Another average day followed with about 1/2 the boat limited and without as many shorts.
Saturdays long trip was wholly opposite. At roughly 1 throw-back per 7 or 8 keepers we were all done at 11:15. The pool was taken by a 5 1/2 pound bass and two 4 1/2 pounders split second. Nice day.
I keep meaning to revisit my 'friends don't let friends fish mono' mantra and Saturday offered a prime example. Spectra, the no stretch micro-braid, was in use around the rail save a few rods. One fellow had the heavy Carolina deep-drop amberjack jaw-buster rigs with 50 and 80 pound mono. It was really good equipment but ill suited for this fishery. He had 14 fish at 11:10...
A light graphite stick with backbone and a high-speed reel filled with 30 or 40 pound microbraid get the job done in fine style. Use lots of mono backing - reels are far slower if they are not nearly full and the braid will slip if it does not have backing.
Anyway, all week we had maybe 15 dogfish. Then, today, anchored up on a little hang with nice bass coming around the rail; that changed. Starting in the stern, a school of spiney dogfish ruined the bite. Went from doubles of bass to doubles of dogs in a few minutes.
Just this once: it was a brutal reminder of May '05 ~ I don't miss it!

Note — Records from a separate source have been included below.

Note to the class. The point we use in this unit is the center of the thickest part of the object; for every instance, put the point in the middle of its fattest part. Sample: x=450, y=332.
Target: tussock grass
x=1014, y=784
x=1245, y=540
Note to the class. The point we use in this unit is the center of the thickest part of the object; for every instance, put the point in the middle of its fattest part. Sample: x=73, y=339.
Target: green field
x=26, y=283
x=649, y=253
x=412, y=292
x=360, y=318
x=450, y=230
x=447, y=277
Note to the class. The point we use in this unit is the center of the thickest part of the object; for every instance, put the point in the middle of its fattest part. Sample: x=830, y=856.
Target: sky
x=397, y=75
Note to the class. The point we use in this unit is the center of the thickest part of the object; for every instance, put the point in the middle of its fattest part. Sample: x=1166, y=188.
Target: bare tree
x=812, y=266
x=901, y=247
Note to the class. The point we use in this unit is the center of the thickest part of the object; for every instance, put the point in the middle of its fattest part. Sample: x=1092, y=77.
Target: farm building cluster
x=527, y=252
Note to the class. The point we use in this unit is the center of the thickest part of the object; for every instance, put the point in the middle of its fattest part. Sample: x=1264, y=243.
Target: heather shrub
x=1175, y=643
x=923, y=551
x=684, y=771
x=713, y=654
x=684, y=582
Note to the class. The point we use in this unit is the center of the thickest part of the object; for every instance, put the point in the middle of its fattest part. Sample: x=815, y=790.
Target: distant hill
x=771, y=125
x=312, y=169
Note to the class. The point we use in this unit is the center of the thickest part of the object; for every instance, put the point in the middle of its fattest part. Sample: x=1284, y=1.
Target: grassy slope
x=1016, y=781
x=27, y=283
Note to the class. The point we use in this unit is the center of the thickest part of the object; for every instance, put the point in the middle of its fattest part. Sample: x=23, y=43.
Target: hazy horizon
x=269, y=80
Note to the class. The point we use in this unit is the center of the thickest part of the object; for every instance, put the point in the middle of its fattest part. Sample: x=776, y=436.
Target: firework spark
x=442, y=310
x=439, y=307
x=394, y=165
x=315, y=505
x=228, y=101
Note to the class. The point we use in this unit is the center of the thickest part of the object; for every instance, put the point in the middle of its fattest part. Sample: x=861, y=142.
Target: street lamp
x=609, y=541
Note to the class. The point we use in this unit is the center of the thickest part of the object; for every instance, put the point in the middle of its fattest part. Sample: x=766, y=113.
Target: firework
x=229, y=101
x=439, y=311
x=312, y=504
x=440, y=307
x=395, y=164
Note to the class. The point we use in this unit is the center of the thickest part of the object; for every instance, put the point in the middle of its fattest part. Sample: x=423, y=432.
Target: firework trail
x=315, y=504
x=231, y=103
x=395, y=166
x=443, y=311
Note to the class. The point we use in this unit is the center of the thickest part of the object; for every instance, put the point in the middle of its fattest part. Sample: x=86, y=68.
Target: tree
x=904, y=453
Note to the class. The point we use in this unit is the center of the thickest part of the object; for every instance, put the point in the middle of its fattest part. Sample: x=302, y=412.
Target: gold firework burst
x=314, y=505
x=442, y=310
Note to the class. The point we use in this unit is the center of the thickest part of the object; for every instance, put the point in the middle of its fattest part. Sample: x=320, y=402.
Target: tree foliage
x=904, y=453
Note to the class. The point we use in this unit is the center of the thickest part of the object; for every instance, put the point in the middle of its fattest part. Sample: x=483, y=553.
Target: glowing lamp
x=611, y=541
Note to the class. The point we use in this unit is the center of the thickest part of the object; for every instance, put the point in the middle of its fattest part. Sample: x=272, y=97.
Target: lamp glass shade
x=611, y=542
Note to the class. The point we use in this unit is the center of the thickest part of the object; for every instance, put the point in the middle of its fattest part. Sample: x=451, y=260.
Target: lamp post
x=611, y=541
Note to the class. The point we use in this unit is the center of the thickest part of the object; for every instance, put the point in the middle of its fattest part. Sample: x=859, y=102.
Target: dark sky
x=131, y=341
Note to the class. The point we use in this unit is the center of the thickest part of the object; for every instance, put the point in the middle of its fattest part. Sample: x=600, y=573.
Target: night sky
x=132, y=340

Almost limited the rail anyway; went to the 'shoot and scoot' method of dogfish evasion.
Everyday is different...
And so is every season!
While winter toggin' I'll scarcely ever see another boat save a few commercial rigs. Yesterday was the opening salvo of the summer season. In the fairway between sea buoy and the inlet there were 10 jet skis indulging in their high-speed mischief, a few mega-power boats cutting around, a para-sail boat having difficulty with landing customers, a scalloper new to the inlet that wanted info, a screaming ebb tide causing big standing waves and a guy with his wife and infant trolling for who knows what dead center of the inlet.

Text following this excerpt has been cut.